I have a csv file that I need to change some values in based on 2 other values. Normally i would use if statements but as we all know pandas is not that easy to do that with.
but how can I now change Cat_Tier_2
to wireless or corded etc based on the word wireless or corded in the description for that line only?
Name x brand mouse
Description I am a wireless mouse
Cat_Tier_1 Peripherals
Cat_Tier_2 Mouse
So I can change Cat_Tier_1
to mouse by
df["Cat_Tier_1"] = df["Cat_Tier_1"].str.replace("Peripherals", "Mouse")
using pandas I cant use the good old if
statements e.g
if "wireless" in df["Description"]:
df["Cat_Tier_2"].str.replace("Mouse", "Wireless")

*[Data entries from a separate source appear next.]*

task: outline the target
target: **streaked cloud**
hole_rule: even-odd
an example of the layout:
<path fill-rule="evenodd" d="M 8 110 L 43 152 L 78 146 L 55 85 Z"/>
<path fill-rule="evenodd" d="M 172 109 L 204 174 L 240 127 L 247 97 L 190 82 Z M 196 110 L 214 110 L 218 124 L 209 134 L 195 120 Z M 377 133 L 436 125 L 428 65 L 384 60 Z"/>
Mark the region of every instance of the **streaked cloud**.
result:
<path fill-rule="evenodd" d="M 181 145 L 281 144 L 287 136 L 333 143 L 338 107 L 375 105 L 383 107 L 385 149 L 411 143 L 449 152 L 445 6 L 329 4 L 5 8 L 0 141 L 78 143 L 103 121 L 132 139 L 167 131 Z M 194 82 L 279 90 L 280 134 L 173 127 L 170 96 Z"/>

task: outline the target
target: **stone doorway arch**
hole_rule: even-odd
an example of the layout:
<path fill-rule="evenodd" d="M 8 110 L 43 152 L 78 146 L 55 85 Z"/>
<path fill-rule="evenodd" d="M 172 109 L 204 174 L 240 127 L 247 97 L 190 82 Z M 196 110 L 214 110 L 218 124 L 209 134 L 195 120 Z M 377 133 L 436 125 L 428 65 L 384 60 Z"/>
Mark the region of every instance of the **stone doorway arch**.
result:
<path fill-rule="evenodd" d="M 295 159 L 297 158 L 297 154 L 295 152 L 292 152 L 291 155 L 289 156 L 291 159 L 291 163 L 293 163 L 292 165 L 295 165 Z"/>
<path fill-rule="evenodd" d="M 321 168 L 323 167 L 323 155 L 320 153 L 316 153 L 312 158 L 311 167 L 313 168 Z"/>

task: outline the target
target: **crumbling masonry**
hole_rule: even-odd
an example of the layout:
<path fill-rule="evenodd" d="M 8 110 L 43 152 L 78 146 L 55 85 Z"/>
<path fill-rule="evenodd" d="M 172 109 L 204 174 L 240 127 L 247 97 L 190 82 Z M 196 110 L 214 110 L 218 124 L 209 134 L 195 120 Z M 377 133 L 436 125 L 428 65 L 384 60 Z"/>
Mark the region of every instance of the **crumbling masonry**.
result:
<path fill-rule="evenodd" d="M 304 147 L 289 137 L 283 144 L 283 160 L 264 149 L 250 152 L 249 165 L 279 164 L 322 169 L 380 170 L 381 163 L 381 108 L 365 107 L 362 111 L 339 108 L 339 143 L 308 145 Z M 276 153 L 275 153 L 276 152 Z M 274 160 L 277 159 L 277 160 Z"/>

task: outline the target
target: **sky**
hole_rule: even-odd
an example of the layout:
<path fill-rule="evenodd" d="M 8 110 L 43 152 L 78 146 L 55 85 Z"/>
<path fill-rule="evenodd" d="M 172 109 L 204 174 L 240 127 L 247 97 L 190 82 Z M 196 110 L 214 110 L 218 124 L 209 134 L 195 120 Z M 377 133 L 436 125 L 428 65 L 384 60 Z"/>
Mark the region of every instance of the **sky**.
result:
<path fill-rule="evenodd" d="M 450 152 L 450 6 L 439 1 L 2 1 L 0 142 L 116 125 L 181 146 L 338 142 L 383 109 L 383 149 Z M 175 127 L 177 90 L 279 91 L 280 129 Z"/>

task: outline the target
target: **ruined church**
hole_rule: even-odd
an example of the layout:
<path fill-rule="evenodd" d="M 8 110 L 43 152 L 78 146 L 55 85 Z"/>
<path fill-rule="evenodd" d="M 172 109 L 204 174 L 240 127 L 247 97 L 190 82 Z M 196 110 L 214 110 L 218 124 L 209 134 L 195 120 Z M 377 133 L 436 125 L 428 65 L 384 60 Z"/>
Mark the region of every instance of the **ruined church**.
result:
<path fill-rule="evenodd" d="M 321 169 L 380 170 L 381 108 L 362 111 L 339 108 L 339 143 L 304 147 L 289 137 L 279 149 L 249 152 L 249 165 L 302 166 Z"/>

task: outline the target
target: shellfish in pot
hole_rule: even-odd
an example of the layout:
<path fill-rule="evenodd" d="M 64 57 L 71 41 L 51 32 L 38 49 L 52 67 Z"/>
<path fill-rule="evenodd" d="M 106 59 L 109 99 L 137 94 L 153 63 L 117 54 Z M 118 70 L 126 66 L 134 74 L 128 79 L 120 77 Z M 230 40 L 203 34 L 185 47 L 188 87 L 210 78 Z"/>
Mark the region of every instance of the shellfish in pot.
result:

elif "corded" in df["Description"]:
df["Cat_Tier_2"].str.replace("Mouse", "Corded")
else:
pass
CodePudding user response:
This will do what your question asks:
df.loc[df.Description.str.contains('wireless'), 'Cat_Tier_2'] = 'wireless'
df.loc[df.Description.str.contains('corded'), 'Cat_Tier_2'] = 'corded'
Input:
Name Description Cat_Tier_1 Cat_Tier_2
0 x brand mouse I am a wireless mouse Peripherals Mouse
Output:
Name Description Cat_Tier_1 Cat_Tier_2
0 x brand mouse I am a wireless mouse Peripherals wireless
CodePudding user response:
Use Series.str.contains
for filter only matched rows by condition in DataFrame.loc
if need replace substring:
m1 = df["Description"].str.contains('wireless')
m2 = df["Description"].str.contains('corded')
df.loc[m1, "Cat_Tier_2"] = df.loc[m1, "Cat_Tier_2"].str.replace("Mouse", "Wireless")
df.loc[m2, "Cat_Tier_2"] = df.loc[m2, "Cat_Tier_2"].str.replace("Mouse", "Corded")
CodePudding user response:
There are multiple ways you can deal with that.
If you still want to use your if-else or maybe in the future you want to build complex logic to apply to columns one of the ways is pandas apply
where you can pass columns and functions you want to apply, for example:
def func(value):
new_val = None
if "wireless" in value:
new_val = value.replace("Mouse", "Wireless")
elif "corded" in value:
new_val = value.replace("Mouse", "Corded")
else:
new_val = value
return new_val
df['Cat_Tier_2'] = df['Description'].apply(func)
but you need this if you have very complex logic. This problem can be fixed with a more simple approach with loc
like jezrael supposed.